Distraction free writing seems to be quite a fashionable / desirable feature in a lot of editors at the moment. I have tried and used Goyo and limelight which go some way to reproducing the distraction free environment of many other editors. However, I no longer use them. Both worked well, but vim doesn’t have that many distractions without them. When I am writing, I open vim in a full screen terminal. I don’t even have a clock visible. Being able to highlight the paragraph I am currently working on or putting the text in the middle of the screen wasn’t worth it for me.

Proselint

Proselint, as the name suggests, is a linter for prose. It points out areas where my writing could be better. To use it with vim, I have the following autofunction:

function! mine#functions#proselint() abort
    let oldmakeprg = &l:makeprg
    " set new value of makeprg and call the function
    set makeprg=proselint\ %
    make
    copen
    " set makeprg back to old value
    let &l:makeprg = oldmakeprg
endfunction

and a mapping:

nnoremap <leader>p :call mine#functions#proselint()<CR>

This allows me to fill the quickfix list with a list of suggestions from proselint.

LanguageTool

LanguageTool is similar in concept to Proselint although seems to have a lot more checks under its hood. It can be intergrated into vim in a similar way to Proselint, with an autofunction.

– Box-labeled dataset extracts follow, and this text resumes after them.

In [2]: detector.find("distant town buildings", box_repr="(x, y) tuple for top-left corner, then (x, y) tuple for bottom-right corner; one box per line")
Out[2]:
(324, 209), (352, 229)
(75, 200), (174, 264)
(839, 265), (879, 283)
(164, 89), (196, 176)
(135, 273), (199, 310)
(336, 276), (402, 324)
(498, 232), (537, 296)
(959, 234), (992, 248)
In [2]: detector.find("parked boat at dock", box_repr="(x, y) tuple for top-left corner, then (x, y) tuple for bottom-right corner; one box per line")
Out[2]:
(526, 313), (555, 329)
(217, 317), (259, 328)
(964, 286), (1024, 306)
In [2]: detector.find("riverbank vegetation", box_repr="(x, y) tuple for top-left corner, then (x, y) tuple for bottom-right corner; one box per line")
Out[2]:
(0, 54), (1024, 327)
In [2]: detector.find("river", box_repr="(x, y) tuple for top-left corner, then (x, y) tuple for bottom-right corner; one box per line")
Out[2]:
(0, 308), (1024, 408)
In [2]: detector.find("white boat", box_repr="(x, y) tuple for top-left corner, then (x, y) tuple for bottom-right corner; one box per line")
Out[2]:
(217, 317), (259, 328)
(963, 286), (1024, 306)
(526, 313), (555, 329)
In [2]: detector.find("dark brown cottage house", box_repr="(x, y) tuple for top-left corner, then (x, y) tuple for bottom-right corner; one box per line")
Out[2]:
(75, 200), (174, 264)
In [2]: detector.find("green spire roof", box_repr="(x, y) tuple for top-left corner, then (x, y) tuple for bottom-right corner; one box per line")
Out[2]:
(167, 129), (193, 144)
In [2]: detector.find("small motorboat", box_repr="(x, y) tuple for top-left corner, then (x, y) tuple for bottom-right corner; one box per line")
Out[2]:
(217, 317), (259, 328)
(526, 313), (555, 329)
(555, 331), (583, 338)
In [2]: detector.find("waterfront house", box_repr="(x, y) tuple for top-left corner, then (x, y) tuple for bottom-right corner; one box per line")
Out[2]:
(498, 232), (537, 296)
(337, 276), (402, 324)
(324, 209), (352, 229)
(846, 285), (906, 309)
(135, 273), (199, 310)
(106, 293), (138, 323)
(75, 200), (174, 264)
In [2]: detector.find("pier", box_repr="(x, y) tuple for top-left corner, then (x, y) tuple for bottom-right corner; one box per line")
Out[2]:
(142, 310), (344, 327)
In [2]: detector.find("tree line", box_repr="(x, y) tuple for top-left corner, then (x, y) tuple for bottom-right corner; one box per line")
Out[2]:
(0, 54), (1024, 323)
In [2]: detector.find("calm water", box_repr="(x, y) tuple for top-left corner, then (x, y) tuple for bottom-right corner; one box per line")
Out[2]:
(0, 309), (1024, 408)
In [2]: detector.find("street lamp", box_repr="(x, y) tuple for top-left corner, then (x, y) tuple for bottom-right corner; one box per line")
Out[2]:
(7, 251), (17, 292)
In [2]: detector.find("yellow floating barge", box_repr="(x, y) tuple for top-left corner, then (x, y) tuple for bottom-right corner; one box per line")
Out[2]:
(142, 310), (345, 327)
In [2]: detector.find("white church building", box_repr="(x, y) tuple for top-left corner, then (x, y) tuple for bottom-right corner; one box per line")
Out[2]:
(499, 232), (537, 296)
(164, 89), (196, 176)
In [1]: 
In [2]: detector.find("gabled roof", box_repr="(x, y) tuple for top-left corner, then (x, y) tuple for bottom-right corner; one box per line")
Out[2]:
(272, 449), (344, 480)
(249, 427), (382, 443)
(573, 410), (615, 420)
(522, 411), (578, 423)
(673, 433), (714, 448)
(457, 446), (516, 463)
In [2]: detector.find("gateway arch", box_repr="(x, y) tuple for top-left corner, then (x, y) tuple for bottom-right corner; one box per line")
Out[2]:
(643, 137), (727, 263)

function! mine#functions#languagetool() abort
    let oldmakeprg = &l:makeprg
    let olderrformat = &l:errorformat
    " set new value of makeprg and call the function
    set makeprg=languagetool\ -l\ en-GB\ %
    let &l:errorformat =
          \ '%-GPicked up _JAVA_OPTIONS: %.%#,' .
          \ '%-GExpected text language: %.%#,' .
          \ '%-PWorking on %f...,' .
          \ '%-I%.%# [main] DEBUG %.%#,' .
          \ '%+IUsing %.%# for file %.%#,' .
          \ '%I%\d%\+.) Line %l\, column %c\, Rule ID: %m,' .
          \ '%-CMessage%m,' .
          \ '%-CSuggestion%m,' .
          \ '%-CMore info%m,' .
          \ '%-C%\s%#^%\+%\s%#,' .
          \ '%-C%.%#,' .
          \ '%-Z%\s%#,' .
          \ '%-Q,' .
          \ '%-GTime: %.%#'
    make
    copen
    " set makeprg back to old value
    let &l:makeprg = oldmakeprg
    let &l:makeprg = olderrformat
endfunction

You will notice that this is slightly longer because the error format used by Proselint is compatible with Vim’s default. LanguageTool’s is not.